Can someone optimize this SQL query?-CodePudding

I am currently working on a project that has 2 very large sql tables Users and UserDocuments having around million and 2-3 millions records respectively. I have a query that will return the count of all the documents that each indvidual user has uploaded provided the document is not rejected. A user can have multiple documents against his/her id. My current query:-

SELECT
    u.user_id,
    u.name,
    u.date_registered,
    u.phone_no,
    t1.docs_count,
    t1.last_uploaded_on
FROM
    Users u
JOIN(
    SELECT user_id,
        MAX(updated_at) AS last_uploaded_on,
        SUM(CASE WHEN STATUS != 2 THEN 1 ELSE 0 END) AS docs_count
FROM
    UserDocuments
WHERE
    user_id IN(
    SELECT
        user_id
    FROM
        Users
    WHERE
        region_id = 1 AND city_id = 8 AND user_type = 1 AND user_suspended = 0 AND is_enabled = 1 AND verification_status = -1
) AND document_id IN('1', '2', '3', '4', '10', '11')
GROUP BY
    user_id
ORDER BY
    user_id ASC
) t1
ON
    u.user_id = t1.user_id
WHERE
    docs_count < 6 AND region_id = 1 AND city_id = 8 AND user_type = 1 AND user_suspended = 0 AND is_enabled = 1 AND verification_status = -1
LIMIT 1000, 100

Currently the query is taking very long around 20 secs to return data with indexes. can someone suggest some tweaks in the follwing query to gain some more preformance out of it.

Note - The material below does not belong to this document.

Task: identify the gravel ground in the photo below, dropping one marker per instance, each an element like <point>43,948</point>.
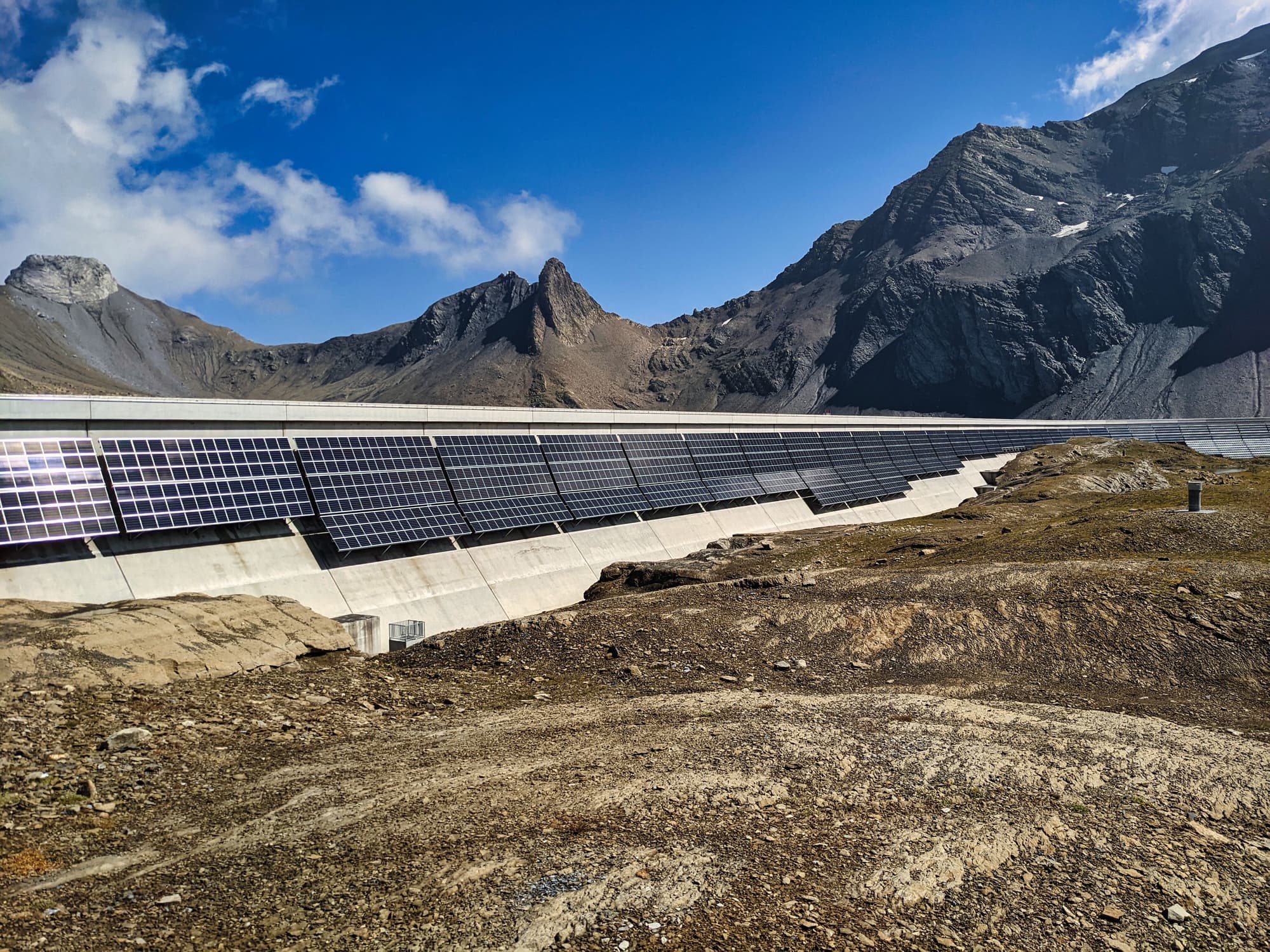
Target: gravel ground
<point>925,736</point>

CodePudding user response：

SELECT
        u.user_id,
        max( u.name ) name,
        max( u.date_registered ) date_registered,
        max( phone_no ) phone_no,
        MAX(d.updated_at) last_uploaded_on,
        SUM(CASE WHEN d.STATUS != 2 
                THEN 1 ELSE 0 END) docs_count
    FROM
        Users u
            JOIN UserDocuments d
                ON u.user_id = d.user_id
                AND d.document_id IN ('1', '2', '3', '4', '10', '11')
    WHERE
            u.region_id = 1 
        AND u.city_id = 8 
        AND u.user_type = 1 
        AND u.user_suspended = 0 
        AND u.is_enabled = 1 
        AND u.verification_status = -1
    GROUP BY
        u.user_id
    HAVING
        SUM(CASE WHEN d.STATUS != 2 
                THEN 1 ELSE 0 END) < 6
    ORDER BY
        u.user_id ASC
    LIMIT 
        1000, 100

Have indexes on your tables as

user ( region_id, city_id, user_type, user_suspended, is_enabled, verification_status )
UserDocuments ( user_id, document_id, status, updated_at )

You are adding extra querying from the user table to both the inner and outer joins which might be killing it. Having an index on your critical "WHERE" components by user will pre-filter that set out. Only from that will it join to the UserDocuments table. By having the outer query get the counts() at the top level query.

Since the users name, registered and phone dont change per user, applying max() to each respectively prevents the need of adding those columns to the group by clause.

The index on the documents table on only the columns needed to confirm status and document_id and when last updated. This prevents the engine from having to go to the raw data pages as it can get the qualifying details directly from the index parts saving you time too.

CodePudding user response：

LIMIT without ORDER BY does not make sense.
An ORDER BY in a 'derived table' is ignored.
Will you really have thousands of result rows? (I see the "offset of 1000".)
Use JOIN instead of IN ( SELECT ... )
What indexes do you have? I suggest INDEX(region_id, city_id, user_id)
CASE WHEN d.STATUS != 2 THEN 1 ELSE 0 END can be shortened to d.status != 2.
How many different values of status are there? If only two, then flip the test to d.status = 1`.